Savoie : Il avait fait asperger son ex-femme à l’acide et écope de vingt ans de prison

BARBARIE L’accusé, un Albanais de 52 ans, a été reconnu coupable de complicité d’actes de torture ou de barbarie aggravés

20 Minutes avec AFP
— 
La justice dans un tribunal, à Rennes. (illustration)
La justice dans un tribunal, à Rennes. (illustration) — LOIC VENANCE / AFP

L’accusé a accueilli le verdict de manière impassible. Jugé depuis jeudi dernier pour avoir commandité l’agression à l’acide sulfurique de son ex-femme en 2006 à Chambéry (Savoie), un Albanais de 52 ans a été condamné samedi soir à vingt ans de réclusion criminelle.

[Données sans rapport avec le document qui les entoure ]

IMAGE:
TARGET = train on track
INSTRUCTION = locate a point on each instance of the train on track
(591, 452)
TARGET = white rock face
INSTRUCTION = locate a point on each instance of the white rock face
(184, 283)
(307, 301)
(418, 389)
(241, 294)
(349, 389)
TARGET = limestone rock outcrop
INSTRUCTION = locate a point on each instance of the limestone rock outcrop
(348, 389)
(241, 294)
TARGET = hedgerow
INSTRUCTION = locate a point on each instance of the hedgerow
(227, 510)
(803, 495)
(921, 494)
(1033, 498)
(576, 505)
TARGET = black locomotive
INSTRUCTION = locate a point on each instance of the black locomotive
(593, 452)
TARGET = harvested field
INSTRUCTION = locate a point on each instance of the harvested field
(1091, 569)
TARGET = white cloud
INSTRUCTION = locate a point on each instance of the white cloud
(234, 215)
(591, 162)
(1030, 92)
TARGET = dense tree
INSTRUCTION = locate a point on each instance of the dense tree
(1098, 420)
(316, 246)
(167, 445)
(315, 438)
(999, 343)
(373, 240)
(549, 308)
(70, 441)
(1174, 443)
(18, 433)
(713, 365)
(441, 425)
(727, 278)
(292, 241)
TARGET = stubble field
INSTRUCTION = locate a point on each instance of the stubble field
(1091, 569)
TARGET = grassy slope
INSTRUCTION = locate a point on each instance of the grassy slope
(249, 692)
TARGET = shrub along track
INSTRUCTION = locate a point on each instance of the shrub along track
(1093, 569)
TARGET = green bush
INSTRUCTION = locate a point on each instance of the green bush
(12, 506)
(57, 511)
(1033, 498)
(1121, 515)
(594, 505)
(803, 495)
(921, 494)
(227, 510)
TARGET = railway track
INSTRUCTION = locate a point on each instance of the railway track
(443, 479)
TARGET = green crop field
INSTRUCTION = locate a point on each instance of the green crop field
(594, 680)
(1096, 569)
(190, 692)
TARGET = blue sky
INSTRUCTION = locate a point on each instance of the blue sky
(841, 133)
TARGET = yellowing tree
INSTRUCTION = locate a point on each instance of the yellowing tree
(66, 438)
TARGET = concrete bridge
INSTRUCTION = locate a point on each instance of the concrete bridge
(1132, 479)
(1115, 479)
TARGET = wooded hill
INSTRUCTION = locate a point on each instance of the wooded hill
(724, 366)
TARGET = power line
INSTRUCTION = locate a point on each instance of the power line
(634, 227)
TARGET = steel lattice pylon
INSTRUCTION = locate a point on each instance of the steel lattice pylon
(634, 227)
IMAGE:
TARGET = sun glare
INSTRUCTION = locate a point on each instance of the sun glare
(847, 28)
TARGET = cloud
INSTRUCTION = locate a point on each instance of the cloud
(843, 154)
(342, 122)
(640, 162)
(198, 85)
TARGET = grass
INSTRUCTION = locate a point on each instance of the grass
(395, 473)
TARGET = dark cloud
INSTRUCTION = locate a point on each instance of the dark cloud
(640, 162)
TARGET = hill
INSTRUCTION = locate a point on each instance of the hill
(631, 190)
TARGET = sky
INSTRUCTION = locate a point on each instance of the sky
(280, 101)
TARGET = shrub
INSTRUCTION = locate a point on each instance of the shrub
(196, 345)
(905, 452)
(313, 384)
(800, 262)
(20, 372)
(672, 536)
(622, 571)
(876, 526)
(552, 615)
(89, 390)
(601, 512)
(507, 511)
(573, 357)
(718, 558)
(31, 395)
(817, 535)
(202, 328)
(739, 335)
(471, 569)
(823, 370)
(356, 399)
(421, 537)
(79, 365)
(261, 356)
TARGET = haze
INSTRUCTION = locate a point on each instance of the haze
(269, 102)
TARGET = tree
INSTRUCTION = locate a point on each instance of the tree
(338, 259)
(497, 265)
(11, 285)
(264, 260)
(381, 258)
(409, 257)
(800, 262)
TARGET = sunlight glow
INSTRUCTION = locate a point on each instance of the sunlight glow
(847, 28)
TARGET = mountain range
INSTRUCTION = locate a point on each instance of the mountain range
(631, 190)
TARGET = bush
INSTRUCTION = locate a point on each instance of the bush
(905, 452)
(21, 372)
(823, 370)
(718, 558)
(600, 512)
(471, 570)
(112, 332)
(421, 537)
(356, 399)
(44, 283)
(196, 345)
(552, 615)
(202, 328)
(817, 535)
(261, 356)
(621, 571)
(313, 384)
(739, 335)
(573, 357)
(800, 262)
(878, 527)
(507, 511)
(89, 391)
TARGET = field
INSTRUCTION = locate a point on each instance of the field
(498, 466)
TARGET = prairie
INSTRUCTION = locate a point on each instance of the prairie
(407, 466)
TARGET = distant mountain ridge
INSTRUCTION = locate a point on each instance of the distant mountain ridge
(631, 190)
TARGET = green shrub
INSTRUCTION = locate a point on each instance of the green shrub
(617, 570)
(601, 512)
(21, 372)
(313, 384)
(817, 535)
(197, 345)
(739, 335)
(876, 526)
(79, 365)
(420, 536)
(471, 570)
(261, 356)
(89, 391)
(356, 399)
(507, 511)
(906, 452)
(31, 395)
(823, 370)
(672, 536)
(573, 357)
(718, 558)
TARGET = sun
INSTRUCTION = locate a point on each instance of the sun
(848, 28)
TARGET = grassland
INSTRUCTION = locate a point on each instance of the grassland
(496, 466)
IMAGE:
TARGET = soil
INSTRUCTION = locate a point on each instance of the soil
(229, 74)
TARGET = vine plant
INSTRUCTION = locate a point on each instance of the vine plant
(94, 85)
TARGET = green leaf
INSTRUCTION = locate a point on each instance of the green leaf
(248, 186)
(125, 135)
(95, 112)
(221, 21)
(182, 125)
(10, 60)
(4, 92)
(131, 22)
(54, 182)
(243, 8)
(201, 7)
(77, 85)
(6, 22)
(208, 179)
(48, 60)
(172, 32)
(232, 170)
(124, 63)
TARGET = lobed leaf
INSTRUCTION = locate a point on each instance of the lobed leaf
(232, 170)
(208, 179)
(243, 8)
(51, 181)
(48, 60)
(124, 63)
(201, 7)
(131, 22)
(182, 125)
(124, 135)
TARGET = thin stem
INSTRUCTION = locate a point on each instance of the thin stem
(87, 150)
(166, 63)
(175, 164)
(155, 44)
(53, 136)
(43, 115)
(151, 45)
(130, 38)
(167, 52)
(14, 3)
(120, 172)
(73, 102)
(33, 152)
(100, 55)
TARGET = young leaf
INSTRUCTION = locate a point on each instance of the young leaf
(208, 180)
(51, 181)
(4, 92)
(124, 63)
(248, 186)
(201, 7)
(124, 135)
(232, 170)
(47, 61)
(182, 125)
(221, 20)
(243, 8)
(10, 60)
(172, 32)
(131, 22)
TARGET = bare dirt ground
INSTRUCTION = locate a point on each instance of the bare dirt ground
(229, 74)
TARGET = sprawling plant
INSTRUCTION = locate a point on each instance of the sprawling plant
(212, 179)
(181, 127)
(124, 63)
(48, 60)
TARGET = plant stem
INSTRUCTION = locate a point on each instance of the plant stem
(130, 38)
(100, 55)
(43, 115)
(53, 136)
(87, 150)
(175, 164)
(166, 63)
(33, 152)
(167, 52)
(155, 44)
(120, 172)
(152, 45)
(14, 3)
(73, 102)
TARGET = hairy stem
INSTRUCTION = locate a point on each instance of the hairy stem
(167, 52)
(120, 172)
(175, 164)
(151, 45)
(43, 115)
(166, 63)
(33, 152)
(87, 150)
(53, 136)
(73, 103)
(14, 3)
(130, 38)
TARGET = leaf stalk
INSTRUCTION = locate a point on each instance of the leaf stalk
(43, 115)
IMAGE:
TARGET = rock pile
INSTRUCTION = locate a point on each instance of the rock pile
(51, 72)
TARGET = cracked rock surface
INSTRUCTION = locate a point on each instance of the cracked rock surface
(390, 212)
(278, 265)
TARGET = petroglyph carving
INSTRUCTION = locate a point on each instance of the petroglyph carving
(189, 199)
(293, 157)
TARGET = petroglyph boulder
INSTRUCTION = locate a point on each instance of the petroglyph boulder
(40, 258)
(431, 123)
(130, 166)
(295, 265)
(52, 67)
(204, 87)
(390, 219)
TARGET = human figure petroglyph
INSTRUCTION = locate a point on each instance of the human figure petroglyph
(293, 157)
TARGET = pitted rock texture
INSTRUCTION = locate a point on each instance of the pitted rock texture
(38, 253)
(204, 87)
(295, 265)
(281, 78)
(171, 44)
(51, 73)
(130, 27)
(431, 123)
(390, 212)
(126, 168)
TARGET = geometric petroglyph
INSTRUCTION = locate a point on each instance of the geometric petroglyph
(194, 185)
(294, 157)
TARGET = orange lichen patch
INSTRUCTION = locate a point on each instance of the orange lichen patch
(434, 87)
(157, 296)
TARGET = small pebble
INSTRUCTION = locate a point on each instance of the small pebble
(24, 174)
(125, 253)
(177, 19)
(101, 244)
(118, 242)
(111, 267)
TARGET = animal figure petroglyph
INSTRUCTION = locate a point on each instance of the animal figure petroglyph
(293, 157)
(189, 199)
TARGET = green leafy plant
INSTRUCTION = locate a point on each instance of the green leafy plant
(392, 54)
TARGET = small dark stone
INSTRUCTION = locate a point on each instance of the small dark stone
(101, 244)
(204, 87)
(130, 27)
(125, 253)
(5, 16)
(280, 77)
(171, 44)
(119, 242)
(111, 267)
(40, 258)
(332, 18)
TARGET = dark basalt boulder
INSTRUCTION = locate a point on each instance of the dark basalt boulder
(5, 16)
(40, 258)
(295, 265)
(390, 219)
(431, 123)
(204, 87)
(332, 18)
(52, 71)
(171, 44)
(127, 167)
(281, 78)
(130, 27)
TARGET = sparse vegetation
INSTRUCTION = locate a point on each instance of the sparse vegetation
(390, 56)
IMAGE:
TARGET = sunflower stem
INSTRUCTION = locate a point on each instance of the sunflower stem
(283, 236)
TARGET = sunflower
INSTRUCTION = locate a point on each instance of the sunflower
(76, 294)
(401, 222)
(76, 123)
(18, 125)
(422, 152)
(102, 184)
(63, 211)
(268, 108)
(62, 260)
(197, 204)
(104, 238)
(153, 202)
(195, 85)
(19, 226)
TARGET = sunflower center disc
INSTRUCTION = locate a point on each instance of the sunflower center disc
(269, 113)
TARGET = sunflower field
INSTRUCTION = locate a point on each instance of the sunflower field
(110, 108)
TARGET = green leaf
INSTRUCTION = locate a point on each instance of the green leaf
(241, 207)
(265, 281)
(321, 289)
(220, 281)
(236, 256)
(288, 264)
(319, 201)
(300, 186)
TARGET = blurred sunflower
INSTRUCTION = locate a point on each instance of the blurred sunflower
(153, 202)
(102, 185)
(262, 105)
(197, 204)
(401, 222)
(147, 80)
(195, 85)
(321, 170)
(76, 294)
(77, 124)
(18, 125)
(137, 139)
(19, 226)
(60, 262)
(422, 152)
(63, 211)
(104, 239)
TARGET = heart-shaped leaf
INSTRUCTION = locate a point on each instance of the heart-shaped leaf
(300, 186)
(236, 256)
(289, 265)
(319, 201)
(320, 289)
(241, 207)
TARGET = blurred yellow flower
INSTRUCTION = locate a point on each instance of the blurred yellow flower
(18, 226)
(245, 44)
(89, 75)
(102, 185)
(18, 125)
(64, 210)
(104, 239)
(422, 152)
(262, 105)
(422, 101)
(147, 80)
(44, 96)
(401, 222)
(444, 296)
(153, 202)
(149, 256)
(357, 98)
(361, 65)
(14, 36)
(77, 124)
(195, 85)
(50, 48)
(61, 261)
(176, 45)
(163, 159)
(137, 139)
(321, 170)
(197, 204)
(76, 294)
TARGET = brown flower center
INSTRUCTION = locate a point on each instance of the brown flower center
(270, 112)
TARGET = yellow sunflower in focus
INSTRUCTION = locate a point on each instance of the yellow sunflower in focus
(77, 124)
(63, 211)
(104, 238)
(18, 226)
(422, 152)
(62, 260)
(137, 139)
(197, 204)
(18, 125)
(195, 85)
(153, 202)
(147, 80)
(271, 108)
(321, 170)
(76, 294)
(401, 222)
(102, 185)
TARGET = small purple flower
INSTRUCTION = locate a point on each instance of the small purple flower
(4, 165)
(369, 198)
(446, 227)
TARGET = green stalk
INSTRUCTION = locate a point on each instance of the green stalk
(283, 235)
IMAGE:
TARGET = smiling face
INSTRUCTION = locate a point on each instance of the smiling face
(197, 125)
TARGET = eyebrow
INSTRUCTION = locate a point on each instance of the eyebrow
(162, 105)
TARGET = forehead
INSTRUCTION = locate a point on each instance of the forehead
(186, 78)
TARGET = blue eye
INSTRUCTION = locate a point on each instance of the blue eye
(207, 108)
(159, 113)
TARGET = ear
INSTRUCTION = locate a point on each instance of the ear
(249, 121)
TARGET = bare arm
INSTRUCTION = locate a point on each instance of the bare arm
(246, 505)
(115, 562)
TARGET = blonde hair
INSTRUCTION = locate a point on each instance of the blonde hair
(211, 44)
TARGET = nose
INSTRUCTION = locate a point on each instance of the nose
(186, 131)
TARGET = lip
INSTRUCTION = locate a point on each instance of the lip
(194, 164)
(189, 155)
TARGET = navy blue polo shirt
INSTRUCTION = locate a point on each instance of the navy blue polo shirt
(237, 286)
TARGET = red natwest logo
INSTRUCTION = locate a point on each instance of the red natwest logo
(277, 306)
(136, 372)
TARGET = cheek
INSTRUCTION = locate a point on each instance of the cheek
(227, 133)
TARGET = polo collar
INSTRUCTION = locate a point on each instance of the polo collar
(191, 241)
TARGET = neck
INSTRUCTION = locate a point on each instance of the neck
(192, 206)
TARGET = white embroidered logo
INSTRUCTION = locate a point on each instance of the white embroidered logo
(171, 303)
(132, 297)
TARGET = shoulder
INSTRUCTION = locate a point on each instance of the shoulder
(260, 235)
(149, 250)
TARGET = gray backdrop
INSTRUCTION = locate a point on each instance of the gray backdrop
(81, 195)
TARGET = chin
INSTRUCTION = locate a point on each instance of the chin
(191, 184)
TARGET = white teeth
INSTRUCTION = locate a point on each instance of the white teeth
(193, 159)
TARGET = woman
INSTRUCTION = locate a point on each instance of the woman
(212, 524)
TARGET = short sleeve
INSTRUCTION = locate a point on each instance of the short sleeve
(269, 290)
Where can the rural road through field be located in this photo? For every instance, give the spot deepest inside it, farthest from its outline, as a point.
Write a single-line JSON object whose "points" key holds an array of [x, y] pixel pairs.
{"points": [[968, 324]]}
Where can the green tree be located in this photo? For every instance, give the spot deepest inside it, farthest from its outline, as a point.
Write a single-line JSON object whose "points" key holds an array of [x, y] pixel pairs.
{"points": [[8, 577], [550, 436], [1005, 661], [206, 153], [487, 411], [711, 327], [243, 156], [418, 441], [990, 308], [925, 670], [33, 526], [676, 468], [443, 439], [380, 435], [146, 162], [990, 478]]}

La Cour d’assises de Savoie a suivi les réquisitions du ministère public, qui avait également demandé une période de sûreté portée aux deux tiers et une interdiction définitive du territoire français. La délibération a duré trois heures et l’accusé a été reconnu coupable de complicité d’actes de torture ou de barbarie aggravés.

Aucun mot de réconfort

Avant de se retirer, la Cour avait recueilli un dernier mot de l’accusé, Nexhmédin Dardha, sans masque pour la première fois depuis le début de son procès, le visage carré à découvert, qui s’est déclaré « innocent » des faits reprochés. Il n’a eu aucun mot de réconfort pour son ex-épouse, absente à l’audience et pour qui « la peur et la douleur sont toujours là », comme l’a précisé le conseil de cette dernière, Me Frédéric Verron, dans sa plaidoirie.

C’est un « criminel qui ne passe pas à l’œuvre lui-même », a-t-il ajouté en reprenant les mots d’une lettre de sa cliente, dénonçant un « agresseur qui peut être n’importe qui et agir n’importe quand ». Des mots qui ont fait écho à ceux prononcés plus tôt dans le réquisitoire de l’avocate générale, Nathalie Hermitte. La magistrate avait demandé aux jurés « de faire porter à la bonne personne le réel poids de la culpabilité », alors que deux hommes de main de l’accusé ont été condamnés en 2009 à dix et cinq ans de prison dans le cadre de cette affaire, lors d’un premier procès. « Il a fait faire les basses besognes à d’autres, plus faibles que lui. Il a utilisé l’autre comme objet, pour ne pas se faire attraper », a-t-elle ajouté, dénonçant la défense de l’accusé « par demi-vérités, mensonges, silences et dénégations ».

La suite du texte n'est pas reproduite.